To solve this map, initially the coloured squares must be created. Any binary values of 1 are grouped together into groups of 1, 2, 4, 8 etc. Then look at each coloured block and identify what components do not change:

In the Gold block (left hand square) the values of C & A do not change from 0, therefore this block is:

${\displaystyle {\overline {C}}.{\overline {A}}}$

In the Brown block (left hand rectangle) the values of A and B do not change, therefore this block is:

${\displaystyle {\overline {A}}.{\overline {B}}}$

In the red block (right hand square) the values of A and C do not change, therefore this block is:

${\displaystyle A.{\overline {C}}}$

In the green block (right hand rectangle) the values of A and B do not change, therefore this block is:

${\displaystyle A.{\overline {B}}}$

In the grey-blue block (middle centre) the values of B, C and D do not change, therefore this block is:

${\displaystyle B.C.D}$

Finally in the bottom purple/blue block, the values of B, C and D do not change, therefore this block is:

${\displaystyle B.C.{\overline {D}}}$

These values can then all be combined:

${\displaystyle ({\overline {C}}.{\overline {A}})+({\overline {A}}.{\overline {B}})+(A.{\overline {C}})+(A.{\overline {B}})+(B.C.D)+(B.C.{\overline {D}})}$

There are certain rules for these Karnaugh maps:

• The groups cannot contain 0s
• The groups cannot be diagonal
• The groups must be as large as possible
• The groups must contain 1,2,4 or 8 in a block
• The groups are allowed to overlap
• The groups can wrap around either end of the map
• Aim for the smallest number of groups

Truth Table:

A B S C
0 0 0 0
0 1 1 0
1 0 1 0
1 1 0 1

Where S is A XOR B and C is A AND B

Truth table:

A B Cin S Cout
0 0 0 0 0
0 0 1 1 0
0 1 0 1 0
0 1 1 0 1
1 0 0 1 0
1 0 1 0 1
1 1 0 0 1
1 1 1 1 1

This is a combination of 2 half adders and an OR gate.

### Flip Flops

These circuits are capable of storing information.

Truth Table:

A B P Q
0 0 1 1
0 1 1 0
1 0 0 1
1 1 0 1
1 1 1 0

As shown above for the final two values, the circuit can exist in either state depending on the previously stored values.

#### D-Type Flip Flop

D-type flip-flop
Logic circuit for a D-type flip-flop.

A D-Type flip-flop is a logic circuit that can store one bit of information, flipping between two states. The D, in D-type flip flop, stands for delay.

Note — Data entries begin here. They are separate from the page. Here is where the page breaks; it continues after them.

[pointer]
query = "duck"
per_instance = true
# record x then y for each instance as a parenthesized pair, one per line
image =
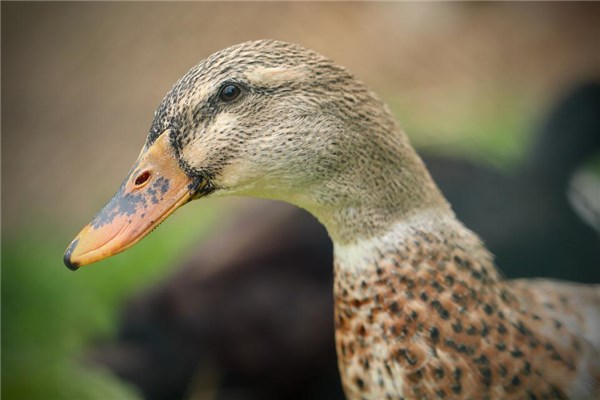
(279, 252)
(420, 309)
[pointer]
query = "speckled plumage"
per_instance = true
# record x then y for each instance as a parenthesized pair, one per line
(421, 311)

A change is triggered when the clock is at a positive (leading) edge, the state of the control input is stored for the clock cycle. An example can be seen below.

The D-type flip flop has two inputs, the control (${\displaystyle D}$) and the clock signal, along with two outputs, the stored data (${\displaystyle Q}$) and the inverse (${\displaystyle {\overline {Q}}}$).

You may be asked to complete the output signal for a diagram, like the above, given the control input and the clock.